You know the answer. In this country, we spend more time and energy on vilifying the working poor as nuisances and a weight around the necks of their higher-taxpaying richer neighbors, at best. At worst, we accuse them of criminality, many of coming into the country illegally—which they may well have done—to snatch bread from the very lips of our own better educated and better protected children through their stealing jobs from the local citizenry. Which, of course, they rarely do, considering that neither we nor said children are willing and able to do without the jobs that the working poor do for us, let alone perform those tasks ourselves. Never mind that those we abhor for daring to come across the nation’s borders unseen are doing precisely what the vast majority of our own ancestors did, and out of the same desperation for survival, but now with the additional barrier of laws designed more out of fear and hatred than out of specific plans to better the safety and welfare of any of the parties involved.

If immigrants could remotely afford the risky business of taking a national day of “working poor flu,” the way that unionized workers go on strike or recognized organizations march in protest, just imagine what that day would look like across the United States. I don’t begin to think that there’s an easy solution to the problems of regulating this country, protecting individuals and the nation from the very real danger of criminal activity and the bane of individualism gone rogue. The latter being, in my opinion, a far larger risk to the rest of us from among native-born citizens who take their American privileges as the right to do as they please, even by force and against US governmental “interference” with their personal sovereignty. But I can’t believe that the draconian and targeted proposals many suggest these days are the right solution, either.
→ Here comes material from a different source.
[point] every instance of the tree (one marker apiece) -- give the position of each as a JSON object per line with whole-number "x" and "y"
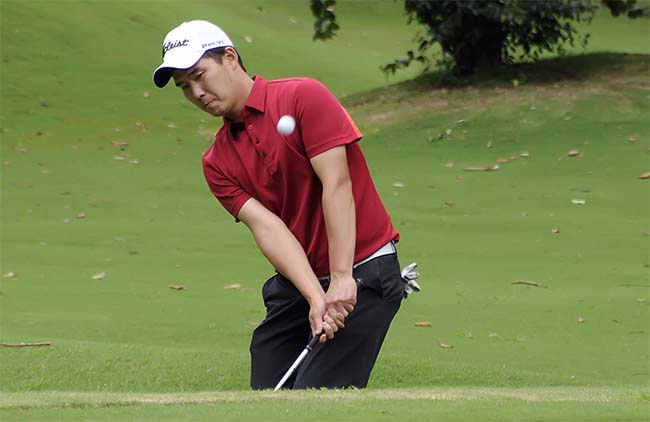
{"x": 487, "y": 33}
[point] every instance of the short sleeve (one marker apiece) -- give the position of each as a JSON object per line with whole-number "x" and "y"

Let our internal renegades, our legal complainants against immigrants, and all foes of the “lazy” or “problematic” working poor themselves take up the labor and care required to ensure that every one of their fellow Americans has enough food to eat, education to navigate life and progress beyond restrictive ignorance, health care to prevent the spread of diseases and unnecessary pain or early death, and a safe, clean place to sleep without fear of exposure to the elements, destruction of their environment, or unfriendly intruders. Then I might start thinking we can narrow the gates to allow in only primly approved new neighbors able to contribute equally to the cause. Or would anybody out there like to see what happens on that imagined Flu Day, when all of the orderlies, cooks, construction workers, landscape maintenance crews, sanitation workers, child- and elder-caregivers, and all of their fellow underpaid workers lay down their tools and lie down on the job for even 24 hours?

I surely don’t know the solution to any, let alone all, of the problems that roll up into this one massive puzzle we have sitting on our doorstep. But I know that I will try to do better at giving proper respect and thanks, and a hand up when possible, to anyone who does what I can’t or won’t do myself. My life depends upon it.